良いものは、シンプルです。
シンプルというのは無駄がないということです。
この教えは練習メニューやフォーム、説明の仕方などすべてにあてはまることです。
あらゆる物事は、突きつめていくと無駄なものが省かれ、シンプルになります。
シンプルなものは、美しいです。
美しいものはシンプルであるともいえるでしょう。
フォームでいうと、力みがとれて必要なところにだけ力が入り、あとはうまく脱力ができている状態です。
しぶきの立ち方が最小限で、頭の動きが少なく、優雅に泳いでいるようにみえます。
「用の美」という言葉があります。
本当に必要なことだけが残り、無駄がすべて省かれたものには、美が宿るということです。
例えば、茶道における所作や使われる道具を思い浮かべるとその美を感じることができるでしょう。
思考することや物事に対する説明もできるだけシンプルな言葉にすることを心がけています。

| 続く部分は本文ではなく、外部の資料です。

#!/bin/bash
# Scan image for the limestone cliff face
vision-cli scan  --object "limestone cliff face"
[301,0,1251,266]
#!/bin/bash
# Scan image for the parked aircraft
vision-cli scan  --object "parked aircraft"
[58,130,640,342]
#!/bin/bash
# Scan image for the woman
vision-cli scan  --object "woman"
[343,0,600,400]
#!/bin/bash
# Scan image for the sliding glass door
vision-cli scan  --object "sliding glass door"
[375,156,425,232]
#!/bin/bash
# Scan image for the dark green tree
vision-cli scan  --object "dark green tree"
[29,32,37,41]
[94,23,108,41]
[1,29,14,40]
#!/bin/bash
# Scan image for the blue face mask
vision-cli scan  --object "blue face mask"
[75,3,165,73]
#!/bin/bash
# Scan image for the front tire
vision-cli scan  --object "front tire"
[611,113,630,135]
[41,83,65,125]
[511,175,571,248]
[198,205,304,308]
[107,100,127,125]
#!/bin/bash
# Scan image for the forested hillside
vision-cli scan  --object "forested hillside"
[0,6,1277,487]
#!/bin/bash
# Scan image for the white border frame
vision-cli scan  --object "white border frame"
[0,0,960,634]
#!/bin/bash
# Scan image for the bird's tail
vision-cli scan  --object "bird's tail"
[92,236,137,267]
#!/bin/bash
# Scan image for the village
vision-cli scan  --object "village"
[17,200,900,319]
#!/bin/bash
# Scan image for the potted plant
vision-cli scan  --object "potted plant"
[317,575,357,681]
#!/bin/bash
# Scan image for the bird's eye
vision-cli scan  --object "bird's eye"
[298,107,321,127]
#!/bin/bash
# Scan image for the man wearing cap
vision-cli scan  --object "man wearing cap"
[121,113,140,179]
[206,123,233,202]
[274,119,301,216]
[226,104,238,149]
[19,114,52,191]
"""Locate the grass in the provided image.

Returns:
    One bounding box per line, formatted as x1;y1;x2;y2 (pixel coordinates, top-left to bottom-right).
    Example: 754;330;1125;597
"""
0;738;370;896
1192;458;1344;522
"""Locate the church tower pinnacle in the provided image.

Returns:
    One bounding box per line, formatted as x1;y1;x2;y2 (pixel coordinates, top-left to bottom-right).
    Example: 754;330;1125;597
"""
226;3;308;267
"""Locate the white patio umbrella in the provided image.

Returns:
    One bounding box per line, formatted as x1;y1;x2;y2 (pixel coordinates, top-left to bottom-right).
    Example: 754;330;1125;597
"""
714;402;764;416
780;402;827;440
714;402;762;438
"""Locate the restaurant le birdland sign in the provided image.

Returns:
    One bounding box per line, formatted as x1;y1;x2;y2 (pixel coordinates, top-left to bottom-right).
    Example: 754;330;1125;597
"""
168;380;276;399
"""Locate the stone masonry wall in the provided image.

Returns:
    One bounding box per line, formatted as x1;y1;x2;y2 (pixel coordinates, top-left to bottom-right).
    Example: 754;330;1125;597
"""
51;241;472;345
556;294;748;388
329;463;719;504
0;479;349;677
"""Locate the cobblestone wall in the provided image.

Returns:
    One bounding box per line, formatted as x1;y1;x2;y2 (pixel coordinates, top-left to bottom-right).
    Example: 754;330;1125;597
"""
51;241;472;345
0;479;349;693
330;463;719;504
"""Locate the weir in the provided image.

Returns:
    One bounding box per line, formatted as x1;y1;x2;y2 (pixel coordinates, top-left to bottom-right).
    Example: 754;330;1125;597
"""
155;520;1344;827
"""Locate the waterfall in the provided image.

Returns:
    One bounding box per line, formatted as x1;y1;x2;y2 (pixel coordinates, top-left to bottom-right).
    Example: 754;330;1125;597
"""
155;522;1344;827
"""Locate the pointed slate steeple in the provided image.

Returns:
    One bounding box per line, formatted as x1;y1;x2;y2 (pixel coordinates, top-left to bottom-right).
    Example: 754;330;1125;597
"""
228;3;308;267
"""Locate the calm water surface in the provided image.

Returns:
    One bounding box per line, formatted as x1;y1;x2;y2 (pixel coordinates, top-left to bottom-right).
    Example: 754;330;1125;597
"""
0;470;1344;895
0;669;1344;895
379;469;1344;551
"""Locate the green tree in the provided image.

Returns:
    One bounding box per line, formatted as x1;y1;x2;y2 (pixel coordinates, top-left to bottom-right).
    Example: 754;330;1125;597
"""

難しい事でも一言で表現すると、すっきりした理解ができることが多いです。
しかし、シンプルにすることは簡単そうに見えて、これほど困難なことはありません。
長年の経験に磨かれてはじめてシンプルになっていくものです。
ここでいうシンプルさは、ただ単純であるというのではなく、深みのあるものです。
競泳は水着を着ているだけで道具を使用しませんので、より自分自身と向き合うシンプルなスポーツであるといえます。
つまり競泳は、シンプルさを究極に突きつめることができるわけです。
レースの一本一本に深みのあるシンプルさを込めていきたいものです。